Na Idade Média, a cirurgia era «uma arte não nobre, porque mexer no sangue era considerado algo ignóbil», explica Francisco Reis Lima. A cirurgia era considerada uma técnica bárbara e eram os barbeiros, chamados cirurgiões-barbeiros, que executavam as sangrias, suturas e operações. Usavam uma toga curta para se diferenciarem dos médicos, cuja toga chegava aos pés.

Ainda assim, «alguns eram muito hábeis e especializaram-se em determinadas artes, por exemplo operar hérnias».

Progressivamente, a cirurgia torna-se uma especialidade respeitada. Para a elevação da profissão ao nível dos restantes ramos da Medicina contribuiu o aparecimento de obras redigidas em francês, em substituição do latim, o que permitiu aos cirurgiões-barbeiros começarem a estudar. A criação, em 1800, do Royal College of Surgeons, em Londres, foi também um momento de prestígio para a profissão. Reconhecimento merecido, defende Fernando Reis Lima: «O cirurgião é um duplo médico: além de médico é um técnico capaz de operar com as próprias mãos».

Também o avanço da farmacologia deu um grande contributo ao desenvolvimento da cirurgia, em especial com a descoberta dos antibióticos, nomeadamente sulfonamidas e penicilina, e dos imunossupressores. «Devemos muito aos técnicos farmacêuticos e aos investigadores», reconhece o cirurgião.


O desenvolvimento da cirurgia deve muito ao avanço da farmacologia

Em Portugal, a cirurgia acompanhou os desenvolvimentos europeus, mas até muito tarde «o estado da arte era primitivo e lamentável», nas palavras do médico portuense.
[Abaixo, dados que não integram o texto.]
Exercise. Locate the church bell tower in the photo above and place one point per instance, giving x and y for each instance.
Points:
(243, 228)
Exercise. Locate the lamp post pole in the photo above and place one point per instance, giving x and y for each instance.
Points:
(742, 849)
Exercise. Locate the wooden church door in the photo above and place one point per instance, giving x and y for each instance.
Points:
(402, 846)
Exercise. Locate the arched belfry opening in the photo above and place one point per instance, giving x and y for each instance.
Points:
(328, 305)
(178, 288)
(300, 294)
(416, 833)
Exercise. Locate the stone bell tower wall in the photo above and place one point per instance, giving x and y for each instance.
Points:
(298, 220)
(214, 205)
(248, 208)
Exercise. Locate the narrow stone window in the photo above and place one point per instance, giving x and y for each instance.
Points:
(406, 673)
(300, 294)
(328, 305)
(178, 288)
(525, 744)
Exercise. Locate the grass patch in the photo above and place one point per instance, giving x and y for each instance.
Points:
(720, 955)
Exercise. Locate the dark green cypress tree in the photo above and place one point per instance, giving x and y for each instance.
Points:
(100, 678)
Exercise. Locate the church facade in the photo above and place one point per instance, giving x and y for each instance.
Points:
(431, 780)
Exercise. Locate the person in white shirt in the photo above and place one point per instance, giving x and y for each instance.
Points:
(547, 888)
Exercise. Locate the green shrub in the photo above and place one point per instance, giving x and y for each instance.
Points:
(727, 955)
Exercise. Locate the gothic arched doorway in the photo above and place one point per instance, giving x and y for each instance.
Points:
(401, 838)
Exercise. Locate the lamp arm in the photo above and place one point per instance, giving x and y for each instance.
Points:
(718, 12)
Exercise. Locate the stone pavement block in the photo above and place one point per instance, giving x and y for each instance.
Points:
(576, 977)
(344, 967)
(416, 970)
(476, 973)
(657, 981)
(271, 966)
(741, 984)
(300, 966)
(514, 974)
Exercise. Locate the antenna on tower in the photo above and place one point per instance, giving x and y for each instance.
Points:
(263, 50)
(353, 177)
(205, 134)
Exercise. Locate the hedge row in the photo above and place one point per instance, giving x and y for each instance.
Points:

Por exemplo, só em 1758 passou a ser obrigatório aos cirurgiões saber ler e escrever. Hoje, a cirurgia em Portugal está ao nível da que se pratica nos países mais desenvolvidos, graças às trocas de experiências dos nossos médicos com o resto do mundo. «Temos cirurgiões virtuosos, capazes de executar as técnicas mais sofisticadas», garante.

Aos 83 anos, Fernando Reis Lima olha o futuro com optimismo. Já teve oportunidade de manipular um robot e ficou «encantado». «O robot é o futuro, mas um futuro para já muito caro», graceja. Acredita que a evolução da investigação vai permitir aos médicos actuarem cada vez mais de maneira preventiva, sendo a prevenção «o acto mais nobre da Medicina». Na sua opinião, o futuro da cirurgia está na técnica, na inteligência humana e na informatização. «A ciência humana não tem limites, estamos sempre a descobrir coisas novas».